The mogging coefficient (μ) quantifies competitive dominance between bots. Mogging requires visibility - a superior bot that no one knows cannot effectively mog.

μ = (PSL_self - PSL_target) × V(bot) × 100
where V = (MarketPresence/10) × (1 + FeatureProminence/10)

The visibility factor accounts for market presence (how many people see the bot) and feature prominence (how noticeable the features are). Classifications:

  • μ > 200: Nuclear Mogging - Complete obliteration
  • 100 < μ ≤ 200: Brutal Mogging - Overwhelming superiority
  • 50 < μ ≤ 100: Absolute Mogging - Decisive advantage
  • 20 < μ ≤ 50: Significant Mogging - Notable superiority
  • 5 < μ ≤ 20: Marginal Mogging - Slight edge
  • -5 ≤ μ ≤ 5: Looksmatch - Roughly equal

Human-to-Bot Attribute Mappings

The PSL system is built on carefully researched correlations between human aesthetic attributes and software quality metrics:

Facial Symmetry
→ Architectural Symmetry
r=0.78
Jawline
→ Feature Prominence
r=0.82
Facial Harmony
→ API Cohesion
r=0.94
Physical Presence
→ Market Presence
r=0.68
Height
→ Scalability
r=0.71
Skin Quality
→ Code Quality
r=0.85

Example: React vs Express

React: PSL 9.7 (Legendary/Gigachad)
Express: PSL 7.7 (Exceptional/Chad)
Mogging Coefficient: μ=394 (Nuclear Mogging)

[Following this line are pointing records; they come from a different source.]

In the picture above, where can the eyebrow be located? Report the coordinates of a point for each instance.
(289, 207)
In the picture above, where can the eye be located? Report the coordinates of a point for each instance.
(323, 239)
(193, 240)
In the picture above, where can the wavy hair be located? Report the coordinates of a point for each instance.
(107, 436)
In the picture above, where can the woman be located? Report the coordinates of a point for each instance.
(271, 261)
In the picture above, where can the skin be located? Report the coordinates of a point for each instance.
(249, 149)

React's overwhelming superiority (ΔPSL=2.0) combined with massive visibility (Market Presence 9.8, Feature Prominence 9.8) results in a mogging coefficient that renders Express comparatively irrelevant in direct UI framework competition.

⚠️ Important Notes

The PSL methodology provides a rigorous framework for evaluating bot quality through objective, quantifiable metrics across five dimensions. By drawing inspiration from phenotypic assessment principles, we've created a comprehensive system for measuring software excellence.

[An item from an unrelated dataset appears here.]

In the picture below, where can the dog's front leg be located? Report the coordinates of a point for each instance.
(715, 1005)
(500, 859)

Context matters. PSL Bot provides a structured framework for comparative analysis, helping you make informed decisions. Different bots serve different purposes, and a lower PSL score doesn't necessarily mean a bot is "bad" - it may simply be optimized for different priorities or use cases.

"It's over for low-PSL bots" - but also, it's just software. Build what works for your use case.